De Hoge Gezondheidsraad van België publiceerde recent 17 nieuwe voedingsaanbevelingen, bedoeld om chronische aandoeningen te voorkomen. Ook in Nederland wordt de Schijf van Vijf herzien. Maar in plaats van klakkeloos deze richtlijnen te volgen, is het hoog tijd voor een feitelijk en kritisch debat: dragen deze voedingsrichtlijnen werkelijk bij aan onze gezondheid?
Zo worden granen, peulvruchten en zuivel in de nieuwe Belgische voedingsrichtlijnen gepresenteerd als gezonde basisproducten, terwijl ze stoffen bevatten die de opname van voedingsstoffen kunnen belemmeren of ontstekingen kunnen bevorderen.

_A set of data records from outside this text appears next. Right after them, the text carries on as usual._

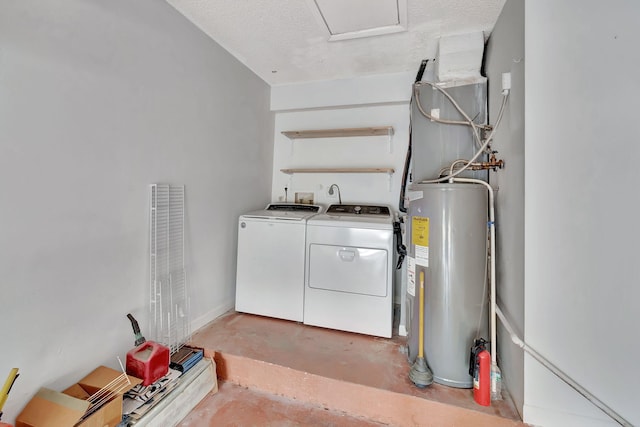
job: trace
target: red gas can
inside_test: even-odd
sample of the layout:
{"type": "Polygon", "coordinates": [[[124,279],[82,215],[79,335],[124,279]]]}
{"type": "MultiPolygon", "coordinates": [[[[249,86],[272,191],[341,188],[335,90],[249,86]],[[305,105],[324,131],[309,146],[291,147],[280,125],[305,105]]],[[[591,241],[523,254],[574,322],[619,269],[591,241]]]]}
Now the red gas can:
{"type": "Polygon", "coordinates": [[[169,372],[169,347],[147,341],[127,353],[127,374],[148,386],[169,372]]]}

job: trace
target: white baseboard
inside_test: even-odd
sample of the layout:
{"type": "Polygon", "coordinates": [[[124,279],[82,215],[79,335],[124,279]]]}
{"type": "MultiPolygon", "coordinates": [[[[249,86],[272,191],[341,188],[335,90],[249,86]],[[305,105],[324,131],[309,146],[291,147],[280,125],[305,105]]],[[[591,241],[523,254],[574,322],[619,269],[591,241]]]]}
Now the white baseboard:
{"type": "Polygon", "coordinates": [[[212,308],[202,316],[193,319],[191,321],[191,331],[196,332],[198,329],[202,328],[208,323],[213,322],[218,317],[225,314],[227,311],[231,310],[234,307],[233,299],[228,299],[223,301],[221,304],[218,304],[216,307],[212,308]]]}
{"type": "Polygon", "coordinates": [[[603,418],[593,418],[569,412],[559,412],[549,408],[540,408],[532,405],[524,405],[524,422],[531,426],[544,427],[614,427],[618,423],[613,419],[602,415],[603,418]]]}

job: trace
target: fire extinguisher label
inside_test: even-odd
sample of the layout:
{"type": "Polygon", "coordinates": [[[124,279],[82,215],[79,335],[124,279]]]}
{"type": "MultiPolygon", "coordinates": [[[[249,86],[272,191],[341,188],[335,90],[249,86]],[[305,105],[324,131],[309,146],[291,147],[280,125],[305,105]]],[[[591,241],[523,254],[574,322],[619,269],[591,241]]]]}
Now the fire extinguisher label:
{"type": "Polygon", "coordinates": [[[473,388],[476,390],[480,389],[480,366],[476,363],[473,369],[473,388]]]}

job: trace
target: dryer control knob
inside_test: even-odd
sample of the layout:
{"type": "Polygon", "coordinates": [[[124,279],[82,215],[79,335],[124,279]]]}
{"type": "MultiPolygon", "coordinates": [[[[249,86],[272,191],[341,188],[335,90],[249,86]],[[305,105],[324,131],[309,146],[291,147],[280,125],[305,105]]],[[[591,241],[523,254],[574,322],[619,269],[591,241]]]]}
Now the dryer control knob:
{"type": "Polygon", "coordinates": [[[353,211],[354,211],[355,213],[359,214],[359,213],[362,213],[362,208],[361,208],[360,206],[355,206],[355,207],[353,208],[353,211]]]}

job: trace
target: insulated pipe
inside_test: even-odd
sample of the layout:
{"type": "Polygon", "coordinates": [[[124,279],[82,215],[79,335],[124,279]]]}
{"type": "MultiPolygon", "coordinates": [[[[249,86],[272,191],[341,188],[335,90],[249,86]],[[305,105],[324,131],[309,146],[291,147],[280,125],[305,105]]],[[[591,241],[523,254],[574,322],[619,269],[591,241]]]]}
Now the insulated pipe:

Onze directe voorouders leefden minstens 300.000 jaar als jager-verzamelaars, zonder granen, zuivel of peulvruchten. Ze aten wat beschikbaar was in de natuur: vlees en orgaanvlees van wild en kleinere dieren, vis, schaal- en schelpdieren, wortels, knollen, bessen en noten. Pas met de komst van de landbouw – amper 12.000 jaar geleden – verschenen granen, peulvruchten en zuivel op het menu. De eerste boeren verkeerden er aantoonbaar slechter aan toe dan hun voorgangers: kleinere gestalte, meer infecties, slechte tanden en botten en ernstige voedingstekorten.

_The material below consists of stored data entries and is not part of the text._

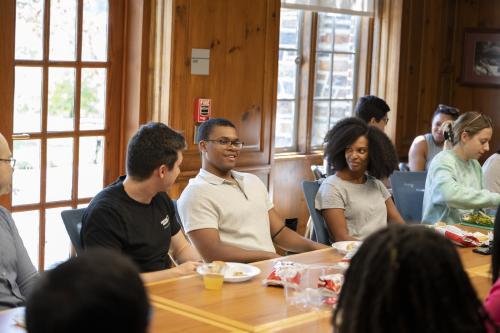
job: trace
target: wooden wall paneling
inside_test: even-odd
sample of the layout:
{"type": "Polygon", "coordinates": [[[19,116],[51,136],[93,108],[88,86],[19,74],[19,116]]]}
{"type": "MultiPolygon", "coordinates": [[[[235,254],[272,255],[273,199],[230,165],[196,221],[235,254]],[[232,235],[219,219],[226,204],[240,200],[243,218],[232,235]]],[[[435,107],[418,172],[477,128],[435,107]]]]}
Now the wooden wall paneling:
{"type": "Polygon", "coordinates": [[[188,143],[183,174],[200,168],[193,119],[199,97],[212,99],[213,117],[238,127],[245,142],[238,169],[271,164],[278,10],[278,0],[174,2],[169,124],[183,130],[188,143]],[[191,75],[192,48],[210,49],[208,76],[191,75]]]}
{"type": "MultiPolygon", "coordinates": [[[[380,0],[375,20],[371,93],[391,107],[390,117],[397,119],[400,69],[401,21],[403,1],[380,0]]],[[[396,139],[396,122],[389,122],[387,135],[396,139]]]]}
{"type": "Polygon", "coordinates": [[[148,110],[149,41],[151,2],[126,1],[123,56],[122,108],[120,120],[120,167],[125,172],[126,147],[141,124],[151,118],[148,110]]]}
{"type": "Polygon", "coordinates": [[[467,86],[460,83],[463,54],[463,34],[466,28],[498,29],[500,27],[500,5],[496,1],[458,1],[456,10],[456,36],[453,57],[456,59],[452,101],[462,111],[476,110],[493,120],[493,137],[490,153],[500,147],[500,87],[467,86]]]}
{"type": "Polygon", "coordinates": [[[274,162],[273,203],[282,218],[298,218],[297,232],[304,235],[309,211],[302,192],[302,180],[313,180],[311,165],[322,164],[321,155],[280,157],[274,162]]]}

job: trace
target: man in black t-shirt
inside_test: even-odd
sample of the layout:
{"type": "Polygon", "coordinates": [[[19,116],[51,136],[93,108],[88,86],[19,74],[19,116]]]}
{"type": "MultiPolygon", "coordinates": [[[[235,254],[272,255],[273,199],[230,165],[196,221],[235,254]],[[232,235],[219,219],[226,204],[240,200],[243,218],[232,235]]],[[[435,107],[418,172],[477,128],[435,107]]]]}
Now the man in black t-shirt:
{"type": "Polygon", "coordinates": [[[166,194],[185,147],[182,135],[162,123],[142,126],[130,139],[127,175],[98,193],[83,216],[84,248],[121,251],[146,282],[193,273],[200,256],[186,240],[166,194]],[[171,267],[168,253],[180,265],[171,267]]]}

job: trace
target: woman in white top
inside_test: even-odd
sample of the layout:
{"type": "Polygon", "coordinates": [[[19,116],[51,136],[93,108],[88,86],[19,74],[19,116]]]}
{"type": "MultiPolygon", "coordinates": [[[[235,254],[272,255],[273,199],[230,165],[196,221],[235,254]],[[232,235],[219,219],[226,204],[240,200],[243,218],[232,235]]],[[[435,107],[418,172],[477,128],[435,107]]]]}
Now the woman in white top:
{"type": "Polygon", "coordinates": [[[483,164],[484,187],[500,193],[500,148],[483,164]]]}
{"type": "Polygon", "coordinates": [[[325,144],[329,176],[318,190],[315,205],[331,240],[363,239],[387,221],[404,224],[379,180],[389,177],[398,165],[389,138],[362,120],[345,118],[328,131],[325,144]]]}

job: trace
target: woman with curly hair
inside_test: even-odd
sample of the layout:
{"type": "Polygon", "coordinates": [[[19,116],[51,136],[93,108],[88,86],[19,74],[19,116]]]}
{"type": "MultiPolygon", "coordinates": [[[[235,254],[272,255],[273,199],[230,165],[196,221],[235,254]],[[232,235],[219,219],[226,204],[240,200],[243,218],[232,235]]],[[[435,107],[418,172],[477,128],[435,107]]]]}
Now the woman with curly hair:
{"type": "Polygon", "coordinates": [[[330,240],[363,239],[388,221],[404,224],[379,180],[398,166],[389,138],[358,118],[345,118],[328,131],[325,144],[329,176],[318,190],[315,206],[330,240]]]}
{"type": "Polygon", "coordinates": [[[467,112],[446,130],[453,148],[440,152],[431,162],[425,181],[422,223],[454,224],[473,209],[500,204],[500,194],[484,188],[478,162],[490,149],[492,127],[488,116],[467,112]]]}
{"type": "Polygon", "coordinates": [[[421,225],[389,226],[351,260],[333,313],[336,333],[486,333],[496,326],[455,246],[421,225]]]}

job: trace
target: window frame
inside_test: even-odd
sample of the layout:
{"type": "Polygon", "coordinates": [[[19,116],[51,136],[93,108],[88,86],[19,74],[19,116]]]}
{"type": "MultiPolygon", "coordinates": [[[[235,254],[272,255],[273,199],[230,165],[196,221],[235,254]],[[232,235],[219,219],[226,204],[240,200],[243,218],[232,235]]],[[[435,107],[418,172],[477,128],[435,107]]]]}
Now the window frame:
{"type": "MultiPolygon", "coordinates": [[[[282,8],[286,9],[286,8],[282,8]]],[[[296,137],[296,144],[292,147],[276,147],[274,144],[274,151],[277,156],[280,155],[290,155],[290,154],[320,154],[323,151],[322,146],[312,145],[312,128],[313,128],[313,117],[314,117],[314,90],[315,90],[315,71],[316,71],[316,44],[318,37],[318,24],[319,24],[319,12],[317,11],[307,11],[301,10],[302,12],[302,33],[299,36],[299,40],[302,42],[302,55],[300,62],[300,73],[297,75],[297,85],[296,95],[299,101],[296,104],[295,116],[297,118],[296,129],[294,131],[294,136],[296,137]]],[[[362,15],[353,15],[358,17],[357,25],[357,36],[355,40],[355,50],[354,52],[342,52],[335,51],[332,49],[330,53],[332,56],[335,54],[354,54],[354,74],[353,74],[353,87],[352,87],[352,110],[354,112],[354,106],[358,99],[358,96],[364,95],[367,92],[366,82],[369,82],[370,78],[370,59],[371,59],[371,48],[368,43],[371,38],[369,35],[372,34],[373,29],[373,18],[366,17],[362,15]],[[368,29],[367,29],[368,27],[368,29]],[[366,45],[365,45],[366,44],[366,45]],[[364,73],[364,74],[363,74],[364,73]]],[[[335,39],[333,39],[333,42],[335,39]]],[[[281,48],[280,48],[281,50],[281,48]]],[[[333,71],[333,59],[332,59],[332,71],[333,71]]],[[[330,72],[332,73],[332,72],[330,72]]],[[[332,75],[332,74],[330,74],[332,75]]],[[[332,80],[333,82],[333,80],[332,80]]],[[[330,88],[330,96],[332,96],[332,87],[330,88]]],[[[329,99],[330,103],[337,99],[329,99]]],[[[349,99],[340,99],[343,101],[349,99]]],[[[276,100],[276,105],[278,104],[278,99],[276,100]]],[[[331,115],[331,105],[329,106],[329,121],[331,115]]],[[[329,124],[329,128],[332,124],[329,124]]],[[[276,125],[275,125],[276,126],[276,125]]]]}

Wat zuivel betreft: wereldwijd is het merendeel van de volwassenen lactose-intolerant. Toch wordt het in deze richtlijnen aanbevolen in hoeveelheden tot een halve liter per dag. De mogelijke nadelen – spijsverteringsklachten, hormonale effecten, ontsteking – blijven grotendeels buiten beeld. Ook over peulvruchten wordt weinig kritisch nagedacht: vandaag koop je ze kant-en-klaar in een glazen bokaal, maar vroeger vergde het veel werk om iets wat in wezen oneetbaar is eetbaar te maken.

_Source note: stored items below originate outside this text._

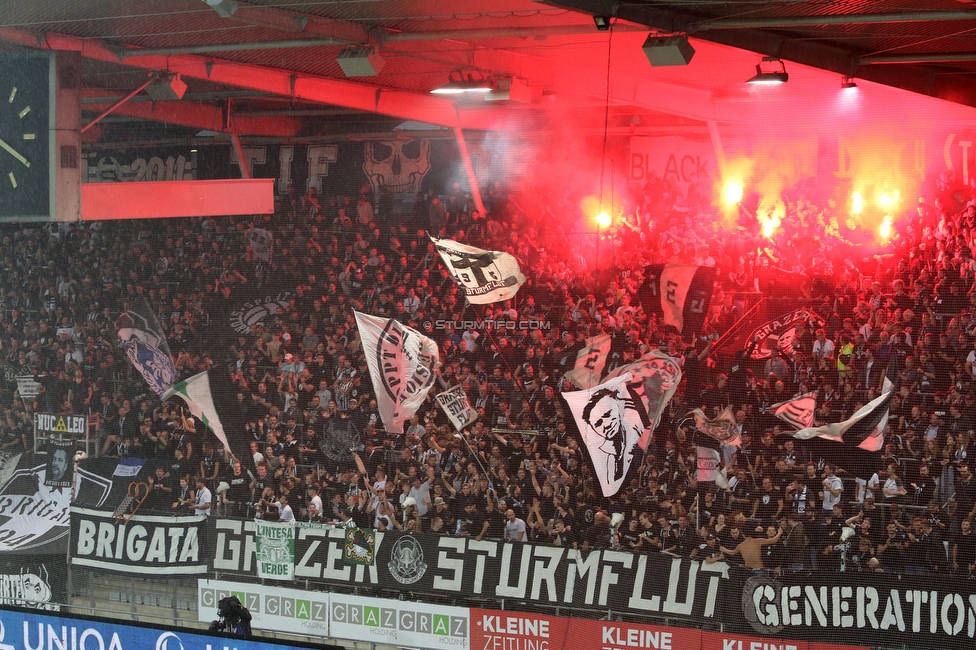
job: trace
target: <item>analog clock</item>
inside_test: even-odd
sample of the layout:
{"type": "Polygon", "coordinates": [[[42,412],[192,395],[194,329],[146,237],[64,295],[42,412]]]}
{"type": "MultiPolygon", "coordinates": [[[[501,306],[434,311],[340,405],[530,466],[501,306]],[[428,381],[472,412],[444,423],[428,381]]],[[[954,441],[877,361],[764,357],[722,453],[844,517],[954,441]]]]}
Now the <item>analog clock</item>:
{"type": "Polygon", "coordinates": [[[0,55],[0,220],[53,219],[54,56],[0,55]]]}

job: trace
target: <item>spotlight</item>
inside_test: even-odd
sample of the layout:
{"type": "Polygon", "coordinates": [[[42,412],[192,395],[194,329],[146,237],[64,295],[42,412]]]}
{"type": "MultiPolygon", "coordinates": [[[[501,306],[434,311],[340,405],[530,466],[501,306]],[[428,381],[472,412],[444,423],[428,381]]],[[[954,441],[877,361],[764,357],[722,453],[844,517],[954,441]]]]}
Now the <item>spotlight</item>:
{"type": "Polygon", "coordinates": [[[469,72],[464,74],[455,70],[448,75],[446,84],[439,88],[434,88],[431,93],[435,95],[460,95],[463,93],[489,93],[495,89],[495,84],[488,77],[469,72]]]}
{"type": "Polygon", "coordinates": [[[860,192],[851,194],[851,214],[859,215],[864,211],[864,197],[860,192]]]}
{"type": "Polygon", "coordinates": [[[857,84],[854,83],[854,77],[845,76],[840,82],[840,87],[842,90],[847,88],[857,88],[857,84]]]}
{"type": "Polygon", "coordinates": [[[610,16],[593,16],[593,24],[601,32],[610,29],[610,16]]]}
{"type": "Polygon", "coordinates": [[[347,47],[336,63],[347,77],[375,77],[383,69],[383,57],[373,47],[347,47]]]}
{"type": "Polygon", "coordinates": [[[771,86],[785,84],[789,80],[790,75],[786,72],[786,64],[779,57],[764,56],[762,61],[756,64],[756,74],[749,78],[746,83],[771,86]]]}
{"type": "Polygon", "coordinates": [[[222,18],[230,18],[237,11],[237,3],[234,0],[204,0],[204,2],[222,18]]]}
{"type": "Polygon", "coordinates": [[[685,34],[659,36],[651,34],[644,41],[644,56],[654,67],[688,65],[695,56],[695,48],[688,42],[685,34]]]}
{"type": "Polygon", "coordinates": [[[606,212],[601,211],[600,214],[596,215],[596,225],[601,228],[608,228],[610,226],[610,215],[606,212]]]}
{"type": "Polygon", "coordinates": [[[175,102],[183,99],[186,83],[180,73],[162,74],[146,87],[146,94],[154,102],[175,102]]]}

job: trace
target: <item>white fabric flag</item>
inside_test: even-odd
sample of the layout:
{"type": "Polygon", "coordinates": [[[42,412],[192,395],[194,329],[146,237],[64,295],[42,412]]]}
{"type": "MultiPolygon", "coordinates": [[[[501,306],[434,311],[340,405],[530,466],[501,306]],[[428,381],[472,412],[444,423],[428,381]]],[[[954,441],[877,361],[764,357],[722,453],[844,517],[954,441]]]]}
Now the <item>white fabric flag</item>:
{"type": "Polygon", "coordinates": [[[460,384],[435,395],[434,399],[458,431],[478,420],[478,412],[471,406],[468,394],[460,384]]]}
{"type": "Polygon", "coordinates": [[[274,235],[264,228],[248,228],[244,231],[244,241],[254,251],[255,257],[262,262],[271,263],[271,248],[274,246],[274,235]]]}
{"type": "Polygon", "coordinates": [[[793,399],[773,404],[770,415],[787,422],[794,429],[808,429],[813,425],[813,414],[817,410],[817,391],[811,391],[793,399]]]}
{"type": "Polygon", "coordinates": [[[800,429],[790,435],[798,440],[810,438],[827,438],[835,442],[843,442],[848,433],[848,441],[867,451],[880,451],[884,446],[884,429],[888,422],[888,410],[891,396],[894,394],[893,385],[885,377],[884,392],[859,408],[854,415],[843,422],[831,422],[823,426],[800,429]]]}
{"type": "Polygon", "coordinates": [[[644,421],[627,382],[629,373],[589,390],[562,393],[576,419],[603,496],[620,491],[644,432],[644,421]]]}
{"type": "Polygon", "coordinates": [[[599,384],[603,368],[607,365],[610,343],[609,334],[598,334],[586,339],[583,349],[576,355],[576,365],[565,373],[566,379],[577,388],[592,388],[599,384]]]}
{"type": "Polygon", "coordinates": [[[473,305],[514,298],[519,287],[525,284],[518,260],[508,253],[486,251],[450,239],[431,237],[430,240],[473,305]]]}
{"type": "Polygon", "coordinates": [[[729,481],[722,468],[722,450],[717,447],[697,448],[698,480],[712,481],[721,489],[729,486],[729,481]]]}
{"type": "Polygon", "coordinates": [[[705,417],[701,409],[693,409],[691,414],[695,416],[695,427],[706,436],[732,447],[742,445],[738,422],[735,421],[735,413],[732,412],[731,406],[726,406],[714,420],[705,417]]]}
{"type": "Polygon", "coordinates": [[[437,344],[392,318],[354,313],[383,426],[403,433],[434,385],[437,344]]]}
{"type": "MultiPolygon", "coordinates": [[[[217,403],[210,389],[209,371],[176,382],[169,390],[160,395],[159,399],[165,402],[170,397],[182,398],[186,402],[187,408],[190,409],[190,413],[210,427],[210,430],[217,436],[217,440],[224,445],[224,449],[231,448],[227,441],[227,434],[224,432],[224,425],[220,422],[220,415],[217,413],[217,403]]],[[[230,407],[229,404],[226,406],[230,407]]],[[[221,409],[224,407],[224,404],[220,405],[221,409]]]]}
{"type": "Polygon", "coordinates": [[[651,433],[661,423],[664,407],[681,383],[681,366],[660,350],[651,350],[637,361],[617,368],[607,375],[606,380],[625,374],[630,375],[628,388],[640,398],[639,406],[647,416],[648,426],[640,440],[640,448],[646,450],[651,433]]]}

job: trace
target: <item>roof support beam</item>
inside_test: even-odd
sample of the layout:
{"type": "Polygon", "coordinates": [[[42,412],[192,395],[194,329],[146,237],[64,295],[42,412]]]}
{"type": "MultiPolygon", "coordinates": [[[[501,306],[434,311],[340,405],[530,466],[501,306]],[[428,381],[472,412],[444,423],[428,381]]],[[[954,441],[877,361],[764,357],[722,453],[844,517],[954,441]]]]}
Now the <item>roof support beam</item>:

Rood vlees wordt opnieuw geviseerd. Er wordt aanbevolen het te beperken tot 300 gram per week, zonder wezenlijk onderscheid te maken tussen vers, onbewerkt vlees en sterk geprepareerde producten met additieven zoals charcuterie. Dat is problematisch, want het zijn totaal verschillende voedingsmiddelen – met totaal verschillende effecten op de gezondheid. Ondertussen blijven de voordelen van vlees – rijk aan B12, heemijzer, zink, creatine en eiwitten – onderbelicht.
Ook op het vlak van vetten blijven de richtlijnen vasthouden aan het oude vetdogma. Plantaardige oliën zoals zonnebloem-, soja- of maïsolie worden aanbevolen, terwijl die rijk zijn aan ontstekingsbevorderende omega-6-vetzuren. Daartegenover staan traditionele vetten zoals reuzel en ossenwit, die de mens al duizenden jaren consumeert. Ze zijn stabiel, voedzaam en passen bij onze evolutionaire biologie.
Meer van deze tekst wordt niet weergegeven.